Gak Nguntungin, Investasi Energi Baru Terbarukan RI 'Jalan di Tempat'

Ilustrasi. Foto: Freepik.

Gak Nguntungin, Investasi Energi Baru Terbarukan RI 'Jalan di Tempat'

Insi Nantika Jelita • 24 July 2024 13:42

Jakarta: Dalam laporan terbaru Institute for Energy Economics and Financial Analysis (IEEFA) Unlocking Indonesia's Renewable Energy Investment Potential terungkap, investasi energi baru terbarukan (EBT) di Indonesia cenderung stagnan dalam tujuh tahun terakhir.
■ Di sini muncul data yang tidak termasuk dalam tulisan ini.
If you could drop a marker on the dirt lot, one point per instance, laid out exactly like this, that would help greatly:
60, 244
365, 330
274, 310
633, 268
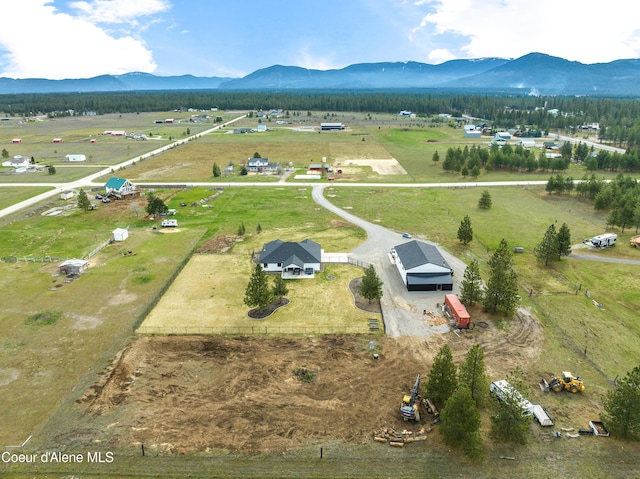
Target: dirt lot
183, 394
Ini disebabkan kebijakan dan regulasi yang dibuat pemerintah dinilai tidak menguntungkan investor.

Organisasi nirlaba yang berfokus pada transisi global itu mencatat Indonesia hanya membukukan investasi USD1,5 miliar atau setara Rp24,3 triliun (Rp16.225) di 2023, yang setara tambahan kapasitas energi terbarukan 574 megawatt (MW).

"Contohnya, persyaratan kontrak dalam investasi energi surya dan angin yang membuat biaya meningkat, investor swasta pun akhirnya enggan menanamkan modal," ujar analis keuangan energi IEEFA Mutya Yustika dalam keterangan resmi, Rabu, 24 Juli 2024.
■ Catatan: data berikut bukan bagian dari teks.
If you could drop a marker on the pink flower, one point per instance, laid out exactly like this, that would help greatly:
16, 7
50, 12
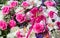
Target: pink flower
34, 10
19, 35
25, 4
40, 18
38, 28
58, 24
3, 25
40, 9
51, 14
49, 3
5, 10
13, 4
12, 23
20, 18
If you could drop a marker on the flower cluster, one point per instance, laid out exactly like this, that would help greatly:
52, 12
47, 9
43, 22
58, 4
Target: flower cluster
41, 18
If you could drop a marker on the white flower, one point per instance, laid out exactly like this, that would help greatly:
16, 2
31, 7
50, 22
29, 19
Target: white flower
11, 35
37, 2
1, 15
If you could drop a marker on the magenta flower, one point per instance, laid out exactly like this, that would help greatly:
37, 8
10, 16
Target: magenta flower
5, 10
25, 4
20, 18
19, 35
49, 3
13, 4
40, 18
12, 23
58, 24
34, 10
51, 14
3, 25
38, 28
40, 9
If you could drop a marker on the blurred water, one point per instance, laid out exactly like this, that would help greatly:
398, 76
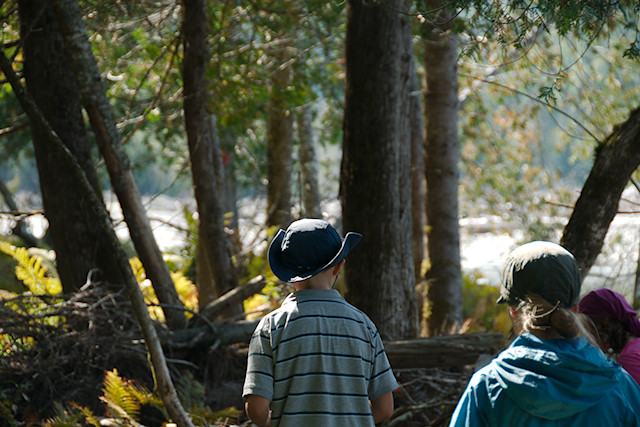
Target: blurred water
485, 241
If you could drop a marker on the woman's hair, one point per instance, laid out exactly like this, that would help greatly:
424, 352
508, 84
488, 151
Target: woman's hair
539, 315
611, 334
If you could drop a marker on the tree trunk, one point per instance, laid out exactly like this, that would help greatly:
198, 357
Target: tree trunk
206, 163
308, 165
92, 94
444, 351
375, 175
444, 277
418, 183
158, 362
279, 145
636, 284
74, 235
615, 160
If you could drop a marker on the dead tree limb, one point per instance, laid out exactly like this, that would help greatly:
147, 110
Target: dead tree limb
158, 363
94, 100
443, 351
233, 297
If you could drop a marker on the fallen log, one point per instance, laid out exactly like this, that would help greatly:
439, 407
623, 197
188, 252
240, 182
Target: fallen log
443, 351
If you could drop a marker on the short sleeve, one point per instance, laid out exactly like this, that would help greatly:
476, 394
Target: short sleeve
259, 376
382, 379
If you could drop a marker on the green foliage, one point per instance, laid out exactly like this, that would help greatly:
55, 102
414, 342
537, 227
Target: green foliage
31, 271
185, 288
124, 400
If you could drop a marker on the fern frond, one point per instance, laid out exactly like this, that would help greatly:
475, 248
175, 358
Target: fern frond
31, 271
118, 396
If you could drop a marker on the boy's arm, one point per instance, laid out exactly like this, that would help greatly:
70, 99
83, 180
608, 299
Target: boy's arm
257, 408
382, 407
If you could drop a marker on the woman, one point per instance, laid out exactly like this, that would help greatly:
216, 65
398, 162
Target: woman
551, 375
617, 327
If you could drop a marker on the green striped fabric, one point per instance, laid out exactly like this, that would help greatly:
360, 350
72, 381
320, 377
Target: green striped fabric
319, 360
Laporan IEEFA mengidentifikasi sejumlah hambatan yang menurunkan minat investor membiayai proyek energi terbarukan di Indonesia. Pertama, adanya kebijakan pemerintah Indonesia yang melarang pengalihan kepemilikan saham proyek energi terbarukan sebelum proyek beroperasi secara komersial (commercial on date/COD).
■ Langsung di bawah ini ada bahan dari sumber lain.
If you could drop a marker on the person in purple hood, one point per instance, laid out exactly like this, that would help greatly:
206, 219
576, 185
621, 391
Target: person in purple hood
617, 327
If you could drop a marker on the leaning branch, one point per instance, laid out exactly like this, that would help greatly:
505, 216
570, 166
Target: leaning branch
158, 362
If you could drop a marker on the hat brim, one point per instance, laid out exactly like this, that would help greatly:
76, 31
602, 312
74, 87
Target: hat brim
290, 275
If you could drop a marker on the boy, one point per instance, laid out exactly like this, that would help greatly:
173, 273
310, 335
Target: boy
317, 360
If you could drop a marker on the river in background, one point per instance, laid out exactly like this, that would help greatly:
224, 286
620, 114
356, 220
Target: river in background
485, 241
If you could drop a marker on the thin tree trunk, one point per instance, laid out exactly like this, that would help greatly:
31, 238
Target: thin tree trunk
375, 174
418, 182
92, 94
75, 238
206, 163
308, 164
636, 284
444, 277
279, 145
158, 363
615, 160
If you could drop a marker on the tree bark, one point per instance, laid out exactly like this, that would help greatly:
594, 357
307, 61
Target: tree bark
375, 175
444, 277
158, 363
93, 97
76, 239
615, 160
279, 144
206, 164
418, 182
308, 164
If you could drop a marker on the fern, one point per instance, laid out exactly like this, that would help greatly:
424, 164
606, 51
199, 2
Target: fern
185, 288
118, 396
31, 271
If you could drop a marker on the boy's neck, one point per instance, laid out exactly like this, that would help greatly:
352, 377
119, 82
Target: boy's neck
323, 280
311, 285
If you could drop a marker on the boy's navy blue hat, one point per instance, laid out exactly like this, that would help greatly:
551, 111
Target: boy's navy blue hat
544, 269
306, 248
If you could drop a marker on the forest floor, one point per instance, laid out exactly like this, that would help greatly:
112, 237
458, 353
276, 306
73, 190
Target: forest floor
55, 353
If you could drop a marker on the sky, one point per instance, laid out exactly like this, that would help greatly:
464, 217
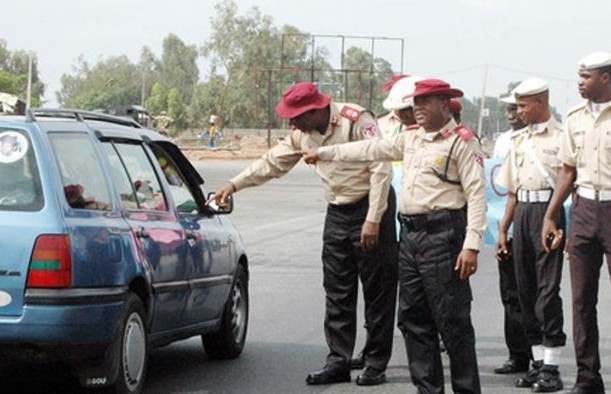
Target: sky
465, 42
Kebijakan ini, jelas Mutya, dinilai membatasi kemampuan investor swasta untuk memperoleh tambahan modal dan keahlian teknis selama proses pembangunan proyek.

Kedua, untuk meringankan beban keuangan PLN, pemerintah menetapkan skema delivery or pay atau mewajibkan perusahaan swasta memasok listrik ke PLN dalam jumlah tertentu setiap tahunnya.

Dengan skema ini, investor swasta akan dikenai penalti jika tidak berhasil memenuhi persyaratan ketersediaan atau kapasitas energi yang harus dihasilkan. Hal tersebut dianggap memberatkan investor.
 

Baca juga: Kadin Indonesia Bidik Investasi AS untuk Percepat Transisi Energi Bersih
 

Tidak ada transparansi


Hambatan lainnya, ungkap Mutya, tidak ada transparansi dalam proses lelang proyek energi terbarukan yang digelar PLN, yakni melalui penunjukkan langsung dan pemilihan langsung.

Mengacu Peraturan Presiden No 112 Tahun 2022, proses lelang seharusnya berlangsung selama 90 hari untuk penunjukkan langsung dan 180 hari untuk pemilihan langsung.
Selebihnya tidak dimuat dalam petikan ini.